Maurice Sendak, 1928-2012.

Maurice-sendakCoupled with finishing Code Name Verity last night, this has been a supremely weepy morning.

The New York Times:

A largely self-taught illustrator, Mr. Sendak was at his finest a shtetl Blake, portraying a luminous world, at once lovely and dreadful, suspended between wakefulness and dreaming. In so doing, he was able to convey both the propulsive abandon and the pervasive melancholy of children’s interior lives.

The Guardian:

He was born in Brooklyn, New York, to Polish Jewish immigrant parents and was aware, in his early teens, of the death of much of his extended family in the Holocaust. The terrors of his childhood specifically, and childhood more generally, flow through his work. "I refuse to lie to children," he said in an interview with the Guardian last year. "I refuse to cater to the bullshit of innocence."

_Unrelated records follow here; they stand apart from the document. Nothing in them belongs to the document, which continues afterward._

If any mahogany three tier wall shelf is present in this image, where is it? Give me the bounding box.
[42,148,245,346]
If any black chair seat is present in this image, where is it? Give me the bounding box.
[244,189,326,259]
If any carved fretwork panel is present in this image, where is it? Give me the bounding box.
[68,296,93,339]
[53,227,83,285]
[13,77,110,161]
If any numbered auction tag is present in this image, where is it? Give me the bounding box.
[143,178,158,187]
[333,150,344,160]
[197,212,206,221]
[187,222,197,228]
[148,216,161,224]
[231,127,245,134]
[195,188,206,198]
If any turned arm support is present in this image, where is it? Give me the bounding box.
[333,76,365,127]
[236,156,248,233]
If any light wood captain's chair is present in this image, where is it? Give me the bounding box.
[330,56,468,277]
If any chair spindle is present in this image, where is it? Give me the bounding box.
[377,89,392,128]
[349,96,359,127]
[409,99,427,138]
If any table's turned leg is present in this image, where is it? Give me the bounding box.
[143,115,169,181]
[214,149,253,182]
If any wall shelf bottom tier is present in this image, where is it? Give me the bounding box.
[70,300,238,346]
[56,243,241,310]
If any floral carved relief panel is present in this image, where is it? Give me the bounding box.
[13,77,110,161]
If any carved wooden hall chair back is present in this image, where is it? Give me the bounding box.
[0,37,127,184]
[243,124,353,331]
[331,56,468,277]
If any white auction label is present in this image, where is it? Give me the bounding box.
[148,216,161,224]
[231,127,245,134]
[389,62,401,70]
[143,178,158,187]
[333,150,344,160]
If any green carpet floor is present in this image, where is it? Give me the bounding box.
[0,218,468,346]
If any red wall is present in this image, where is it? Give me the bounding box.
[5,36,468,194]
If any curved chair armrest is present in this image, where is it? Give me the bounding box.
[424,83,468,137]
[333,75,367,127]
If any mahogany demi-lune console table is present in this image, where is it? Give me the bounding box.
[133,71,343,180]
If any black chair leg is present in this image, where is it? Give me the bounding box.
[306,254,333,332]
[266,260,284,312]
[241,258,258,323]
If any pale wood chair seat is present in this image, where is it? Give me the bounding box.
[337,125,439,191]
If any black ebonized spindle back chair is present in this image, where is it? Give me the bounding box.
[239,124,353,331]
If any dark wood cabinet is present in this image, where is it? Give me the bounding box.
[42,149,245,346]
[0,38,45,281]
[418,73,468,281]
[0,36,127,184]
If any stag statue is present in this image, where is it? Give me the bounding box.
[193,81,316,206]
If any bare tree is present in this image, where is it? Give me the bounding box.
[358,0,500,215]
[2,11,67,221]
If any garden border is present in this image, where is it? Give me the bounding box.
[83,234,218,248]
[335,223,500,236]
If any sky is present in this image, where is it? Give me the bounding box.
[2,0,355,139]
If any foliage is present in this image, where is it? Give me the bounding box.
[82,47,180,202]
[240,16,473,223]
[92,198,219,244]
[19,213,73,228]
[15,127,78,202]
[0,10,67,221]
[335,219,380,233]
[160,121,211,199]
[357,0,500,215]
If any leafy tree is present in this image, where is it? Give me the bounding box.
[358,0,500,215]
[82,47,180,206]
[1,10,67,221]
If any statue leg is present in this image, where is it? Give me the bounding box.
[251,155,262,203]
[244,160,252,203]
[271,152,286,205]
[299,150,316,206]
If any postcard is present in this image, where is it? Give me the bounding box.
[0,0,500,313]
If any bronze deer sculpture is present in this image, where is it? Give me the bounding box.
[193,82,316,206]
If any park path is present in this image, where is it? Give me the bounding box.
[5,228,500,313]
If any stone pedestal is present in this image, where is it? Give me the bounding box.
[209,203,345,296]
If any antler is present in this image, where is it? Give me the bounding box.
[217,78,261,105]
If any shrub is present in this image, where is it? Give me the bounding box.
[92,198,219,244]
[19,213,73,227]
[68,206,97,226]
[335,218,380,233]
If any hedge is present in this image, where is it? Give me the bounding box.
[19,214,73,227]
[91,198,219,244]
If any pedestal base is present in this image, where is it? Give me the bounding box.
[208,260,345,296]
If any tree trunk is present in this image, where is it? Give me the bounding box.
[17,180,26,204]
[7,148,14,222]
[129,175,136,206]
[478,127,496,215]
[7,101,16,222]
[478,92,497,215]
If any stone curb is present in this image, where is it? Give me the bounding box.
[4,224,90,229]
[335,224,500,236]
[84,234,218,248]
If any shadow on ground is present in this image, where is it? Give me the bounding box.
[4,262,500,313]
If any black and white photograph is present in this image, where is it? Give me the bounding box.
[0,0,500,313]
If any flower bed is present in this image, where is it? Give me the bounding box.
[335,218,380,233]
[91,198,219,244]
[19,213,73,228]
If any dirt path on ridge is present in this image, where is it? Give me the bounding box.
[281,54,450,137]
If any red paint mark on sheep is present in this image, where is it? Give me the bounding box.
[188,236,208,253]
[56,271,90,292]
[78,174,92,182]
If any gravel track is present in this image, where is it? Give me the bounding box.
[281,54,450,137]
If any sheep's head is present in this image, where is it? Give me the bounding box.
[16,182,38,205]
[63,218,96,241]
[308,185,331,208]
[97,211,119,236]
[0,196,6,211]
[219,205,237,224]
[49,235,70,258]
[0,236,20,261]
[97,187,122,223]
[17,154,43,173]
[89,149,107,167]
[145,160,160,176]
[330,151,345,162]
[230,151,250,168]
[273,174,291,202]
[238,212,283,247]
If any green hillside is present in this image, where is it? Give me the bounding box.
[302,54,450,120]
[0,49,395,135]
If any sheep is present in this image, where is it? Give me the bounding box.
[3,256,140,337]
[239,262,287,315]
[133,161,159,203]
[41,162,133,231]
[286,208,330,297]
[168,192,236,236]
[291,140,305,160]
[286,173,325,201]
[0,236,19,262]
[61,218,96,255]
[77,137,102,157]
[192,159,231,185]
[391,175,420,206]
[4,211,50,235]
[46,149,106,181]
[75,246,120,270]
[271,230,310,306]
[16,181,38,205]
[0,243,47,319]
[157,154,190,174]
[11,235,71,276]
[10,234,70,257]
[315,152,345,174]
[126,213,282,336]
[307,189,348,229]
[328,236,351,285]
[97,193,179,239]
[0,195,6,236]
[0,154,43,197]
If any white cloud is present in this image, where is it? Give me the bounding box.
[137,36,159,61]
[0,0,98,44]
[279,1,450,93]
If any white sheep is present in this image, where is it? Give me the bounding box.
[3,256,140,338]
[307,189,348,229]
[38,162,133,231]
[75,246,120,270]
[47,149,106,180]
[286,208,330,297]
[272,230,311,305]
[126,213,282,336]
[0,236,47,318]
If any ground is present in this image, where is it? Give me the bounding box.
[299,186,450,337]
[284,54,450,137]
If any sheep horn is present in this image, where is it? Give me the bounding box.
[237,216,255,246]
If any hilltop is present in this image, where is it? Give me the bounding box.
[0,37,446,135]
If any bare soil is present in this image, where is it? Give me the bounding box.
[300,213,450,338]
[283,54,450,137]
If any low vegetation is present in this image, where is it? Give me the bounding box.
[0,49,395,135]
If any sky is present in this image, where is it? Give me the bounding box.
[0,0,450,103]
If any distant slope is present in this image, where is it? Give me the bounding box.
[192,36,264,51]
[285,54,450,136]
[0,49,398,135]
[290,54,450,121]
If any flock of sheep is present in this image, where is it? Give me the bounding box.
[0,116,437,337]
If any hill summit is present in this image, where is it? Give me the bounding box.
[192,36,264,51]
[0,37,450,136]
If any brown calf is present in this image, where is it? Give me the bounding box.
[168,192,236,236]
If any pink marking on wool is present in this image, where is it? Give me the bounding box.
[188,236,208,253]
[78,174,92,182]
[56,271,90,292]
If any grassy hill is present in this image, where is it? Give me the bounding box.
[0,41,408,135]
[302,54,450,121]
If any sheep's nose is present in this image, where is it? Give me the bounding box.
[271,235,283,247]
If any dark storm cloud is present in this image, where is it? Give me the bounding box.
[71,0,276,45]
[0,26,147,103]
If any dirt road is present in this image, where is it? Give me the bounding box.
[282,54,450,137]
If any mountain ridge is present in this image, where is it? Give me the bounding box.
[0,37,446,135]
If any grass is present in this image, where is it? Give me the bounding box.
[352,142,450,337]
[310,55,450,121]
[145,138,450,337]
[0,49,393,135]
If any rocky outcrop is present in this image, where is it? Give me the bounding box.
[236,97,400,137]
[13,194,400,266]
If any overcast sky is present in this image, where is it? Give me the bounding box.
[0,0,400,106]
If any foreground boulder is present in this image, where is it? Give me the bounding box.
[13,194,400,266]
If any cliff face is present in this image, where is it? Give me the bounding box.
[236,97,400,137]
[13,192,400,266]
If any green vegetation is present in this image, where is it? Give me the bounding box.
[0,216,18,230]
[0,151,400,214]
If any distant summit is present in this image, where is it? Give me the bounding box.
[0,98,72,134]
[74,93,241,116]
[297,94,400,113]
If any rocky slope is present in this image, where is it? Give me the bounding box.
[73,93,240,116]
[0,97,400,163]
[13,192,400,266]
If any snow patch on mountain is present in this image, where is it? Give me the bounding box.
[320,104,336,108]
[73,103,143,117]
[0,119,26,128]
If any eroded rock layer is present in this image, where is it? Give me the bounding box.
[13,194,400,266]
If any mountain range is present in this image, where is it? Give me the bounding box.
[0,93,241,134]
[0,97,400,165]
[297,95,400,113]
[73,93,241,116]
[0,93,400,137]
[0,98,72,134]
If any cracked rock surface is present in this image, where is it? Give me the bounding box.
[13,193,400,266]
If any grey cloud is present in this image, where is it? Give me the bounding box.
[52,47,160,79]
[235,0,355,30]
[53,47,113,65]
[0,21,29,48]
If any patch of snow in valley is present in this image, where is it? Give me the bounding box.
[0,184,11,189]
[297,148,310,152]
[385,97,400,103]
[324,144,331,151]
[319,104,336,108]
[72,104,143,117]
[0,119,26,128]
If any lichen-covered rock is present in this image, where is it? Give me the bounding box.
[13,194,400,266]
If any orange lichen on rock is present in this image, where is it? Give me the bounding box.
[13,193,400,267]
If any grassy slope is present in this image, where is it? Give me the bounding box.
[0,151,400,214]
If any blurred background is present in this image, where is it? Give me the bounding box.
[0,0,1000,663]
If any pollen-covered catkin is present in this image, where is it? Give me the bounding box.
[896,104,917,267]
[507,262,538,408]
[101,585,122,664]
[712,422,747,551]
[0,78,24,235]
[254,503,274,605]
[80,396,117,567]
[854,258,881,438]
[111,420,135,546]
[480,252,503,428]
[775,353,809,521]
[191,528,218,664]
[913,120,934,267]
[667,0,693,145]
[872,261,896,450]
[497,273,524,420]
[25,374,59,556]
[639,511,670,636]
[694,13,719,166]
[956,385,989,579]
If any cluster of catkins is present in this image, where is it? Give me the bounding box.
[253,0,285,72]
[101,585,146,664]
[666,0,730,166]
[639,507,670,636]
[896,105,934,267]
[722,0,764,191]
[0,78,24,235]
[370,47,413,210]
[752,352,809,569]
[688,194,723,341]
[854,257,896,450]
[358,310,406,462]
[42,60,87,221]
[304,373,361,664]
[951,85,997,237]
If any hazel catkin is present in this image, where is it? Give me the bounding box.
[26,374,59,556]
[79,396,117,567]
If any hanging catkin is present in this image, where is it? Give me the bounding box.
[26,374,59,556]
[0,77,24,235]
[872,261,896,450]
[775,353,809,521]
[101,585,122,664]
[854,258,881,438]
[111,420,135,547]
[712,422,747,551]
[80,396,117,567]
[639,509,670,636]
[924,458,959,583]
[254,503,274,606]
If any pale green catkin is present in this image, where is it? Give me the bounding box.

The Christian Science Monitor:

"So I write books that seem more suitable for children, and that's OK with me. They are a better audience and tougher critics. Kids tell you what they think, not what they think they should think."

The Washington Post:

Together, Max, Mickey and Ida represent the fearful idea that parents are unaware of the crises their children face, Mr. Sendak told the Times of London. “It happens right before your eyes as a parent,” he said, referring to those moments when children must fend for themselves. “You know that, and you don't see it. And that's the point that just totally fascinates me. Something colossal has just brushed by that's going to change a child's life and you might have helped — if you'd looked!”

The Independant:

Sendak has been quoted as saying, “My gods are Herman Melville, Emily Dickinson and Mozart. I believe in them with all my heart.”

People:

In a 1988 PEOPLE interview, Sendak defended his lifelong view that kids are tough enough for the grimmest fairy tales. "Parents shouldn't assume children are made out of sugar candy and will break and collapse instantly. Kids don't. We do."